Count consecutive occurences of values varying in

2020-01-27 06:50发布

问题:

Say I have a bunch of numbers in a numpy array and I test them based on a condition returning a boolean array:

np.random.seed(3456)
a = np.random.rand(8)
condition = a>0.5

And with this boolean array I want to count all of the lengths of consecutive occurences of True.
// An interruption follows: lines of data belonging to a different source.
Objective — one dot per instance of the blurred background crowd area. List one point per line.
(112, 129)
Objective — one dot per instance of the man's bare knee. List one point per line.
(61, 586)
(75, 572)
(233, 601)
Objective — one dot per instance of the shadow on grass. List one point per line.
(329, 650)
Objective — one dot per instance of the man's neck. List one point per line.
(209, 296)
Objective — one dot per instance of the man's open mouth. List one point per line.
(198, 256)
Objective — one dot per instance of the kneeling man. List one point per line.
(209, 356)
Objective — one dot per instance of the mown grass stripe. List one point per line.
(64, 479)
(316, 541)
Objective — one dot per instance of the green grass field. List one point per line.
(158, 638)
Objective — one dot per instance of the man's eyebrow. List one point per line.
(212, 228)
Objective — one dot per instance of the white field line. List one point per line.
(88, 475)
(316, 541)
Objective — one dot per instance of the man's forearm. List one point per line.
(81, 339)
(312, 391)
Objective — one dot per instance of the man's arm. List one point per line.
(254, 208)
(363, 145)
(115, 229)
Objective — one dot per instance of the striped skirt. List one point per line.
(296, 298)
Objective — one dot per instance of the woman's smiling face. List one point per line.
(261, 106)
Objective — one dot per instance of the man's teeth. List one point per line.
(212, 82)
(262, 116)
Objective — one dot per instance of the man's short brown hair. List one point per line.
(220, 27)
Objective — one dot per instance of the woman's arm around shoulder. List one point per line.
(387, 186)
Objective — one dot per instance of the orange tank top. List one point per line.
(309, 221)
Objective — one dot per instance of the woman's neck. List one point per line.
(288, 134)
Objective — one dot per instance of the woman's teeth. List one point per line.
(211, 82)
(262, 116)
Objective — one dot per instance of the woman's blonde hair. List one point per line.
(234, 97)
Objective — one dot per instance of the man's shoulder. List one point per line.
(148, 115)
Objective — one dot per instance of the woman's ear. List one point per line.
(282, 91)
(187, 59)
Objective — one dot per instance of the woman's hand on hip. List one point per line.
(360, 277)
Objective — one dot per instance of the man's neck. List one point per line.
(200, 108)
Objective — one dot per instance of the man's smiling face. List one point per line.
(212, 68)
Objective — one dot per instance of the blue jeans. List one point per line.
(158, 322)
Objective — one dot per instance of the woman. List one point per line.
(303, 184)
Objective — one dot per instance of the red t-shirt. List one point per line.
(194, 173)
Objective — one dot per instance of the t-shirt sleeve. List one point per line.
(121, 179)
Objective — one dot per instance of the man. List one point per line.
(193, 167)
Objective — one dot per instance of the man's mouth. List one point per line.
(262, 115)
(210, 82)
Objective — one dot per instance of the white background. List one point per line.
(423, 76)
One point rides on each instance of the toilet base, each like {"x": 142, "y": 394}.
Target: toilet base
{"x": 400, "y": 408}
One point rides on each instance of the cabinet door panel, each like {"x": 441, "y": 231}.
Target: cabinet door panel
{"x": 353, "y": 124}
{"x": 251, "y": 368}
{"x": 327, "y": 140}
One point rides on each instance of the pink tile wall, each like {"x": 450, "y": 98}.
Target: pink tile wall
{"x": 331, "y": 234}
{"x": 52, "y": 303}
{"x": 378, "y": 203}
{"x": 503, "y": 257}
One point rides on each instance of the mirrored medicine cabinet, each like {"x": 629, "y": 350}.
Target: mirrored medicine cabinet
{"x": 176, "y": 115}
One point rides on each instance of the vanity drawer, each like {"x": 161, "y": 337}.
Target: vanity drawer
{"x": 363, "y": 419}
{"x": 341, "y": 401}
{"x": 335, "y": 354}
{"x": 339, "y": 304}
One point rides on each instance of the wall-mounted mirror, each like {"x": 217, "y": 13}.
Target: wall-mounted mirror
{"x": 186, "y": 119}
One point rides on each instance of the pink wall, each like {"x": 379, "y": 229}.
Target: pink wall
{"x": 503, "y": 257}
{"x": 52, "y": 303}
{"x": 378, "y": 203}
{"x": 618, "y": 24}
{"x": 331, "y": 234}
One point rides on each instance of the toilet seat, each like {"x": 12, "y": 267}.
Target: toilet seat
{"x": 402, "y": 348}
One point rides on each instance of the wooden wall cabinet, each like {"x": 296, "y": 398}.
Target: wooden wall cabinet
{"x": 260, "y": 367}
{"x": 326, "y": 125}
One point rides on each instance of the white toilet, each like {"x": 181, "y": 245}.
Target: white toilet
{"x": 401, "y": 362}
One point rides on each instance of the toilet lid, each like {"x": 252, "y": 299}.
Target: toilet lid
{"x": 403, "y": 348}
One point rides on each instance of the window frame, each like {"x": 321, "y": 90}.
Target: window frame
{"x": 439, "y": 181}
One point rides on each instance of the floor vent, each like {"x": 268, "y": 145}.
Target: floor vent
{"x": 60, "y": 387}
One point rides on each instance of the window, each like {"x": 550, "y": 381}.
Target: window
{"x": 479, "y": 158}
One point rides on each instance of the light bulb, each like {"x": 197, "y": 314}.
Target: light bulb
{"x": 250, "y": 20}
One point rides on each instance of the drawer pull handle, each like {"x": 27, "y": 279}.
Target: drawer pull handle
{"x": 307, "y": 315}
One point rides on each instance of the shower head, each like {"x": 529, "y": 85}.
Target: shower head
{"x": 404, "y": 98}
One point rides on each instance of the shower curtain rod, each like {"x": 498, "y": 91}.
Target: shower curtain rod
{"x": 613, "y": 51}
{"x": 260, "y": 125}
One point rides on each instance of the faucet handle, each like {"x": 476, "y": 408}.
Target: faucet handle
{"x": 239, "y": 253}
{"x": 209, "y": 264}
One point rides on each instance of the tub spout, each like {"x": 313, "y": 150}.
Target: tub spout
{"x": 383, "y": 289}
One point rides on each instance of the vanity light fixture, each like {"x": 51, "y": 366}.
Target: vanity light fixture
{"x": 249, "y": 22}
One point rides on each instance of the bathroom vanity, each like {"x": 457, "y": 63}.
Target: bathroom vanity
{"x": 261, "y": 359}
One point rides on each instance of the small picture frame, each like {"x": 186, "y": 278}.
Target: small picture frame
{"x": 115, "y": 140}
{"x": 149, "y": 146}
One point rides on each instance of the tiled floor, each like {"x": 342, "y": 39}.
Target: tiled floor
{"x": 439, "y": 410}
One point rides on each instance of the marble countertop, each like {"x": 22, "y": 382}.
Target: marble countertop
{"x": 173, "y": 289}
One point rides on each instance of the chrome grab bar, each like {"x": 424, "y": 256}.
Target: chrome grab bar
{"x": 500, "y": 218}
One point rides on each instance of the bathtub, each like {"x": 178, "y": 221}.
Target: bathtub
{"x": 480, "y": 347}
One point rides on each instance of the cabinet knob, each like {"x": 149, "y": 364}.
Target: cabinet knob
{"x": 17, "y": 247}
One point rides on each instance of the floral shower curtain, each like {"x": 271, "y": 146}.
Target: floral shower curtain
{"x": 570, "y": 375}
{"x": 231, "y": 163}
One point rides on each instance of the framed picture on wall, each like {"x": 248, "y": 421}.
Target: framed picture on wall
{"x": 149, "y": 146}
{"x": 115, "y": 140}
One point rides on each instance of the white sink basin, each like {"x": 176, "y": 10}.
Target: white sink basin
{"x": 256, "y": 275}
For example if I had [True,True,True,False,False,True,True,False,True] I would want to get back [3,2,1].

I can do that using this code:

length,count = [],0
for i in range(len(condition)):

    if condition[i]==True:
        count += 1
    elif condition[i]==False and count>0:
        length.append(count)
        count = 0

    if i==len(condition)-1 and count>0:
        length.append(count)

    print length

But is there anything already implemented for this or a python,numpy,scipy, etc. function that counts the length of consecutive occurences in a list or array for a given input?

回答1:

Here's a solution using itertools (it's probably not the fastest solution):

import itertools
condition = [True,True,True,False,False,True,True,False,True]
[ sum( 1 for _ in group ) for key, group in itertools.groupby( condition ) if key ]

Out:
[3, 2, 1]


回答2:

If you already have a numpy array, this is probably going to be faster:

>>> condition = np.array([True,True,True,False,False,True,True,False,True])
>>> np.diff(np.where(np.concatenate(([condition[0]],
                                     condition[:-1] != condition[1:],
                                     [True])))[0])[::2]
array([3, 2, 1])

It detects where chunks begin, has some logic for the first and last chunk, and simply computes differences between chunk starts and discards lengths corresponding to False chunks.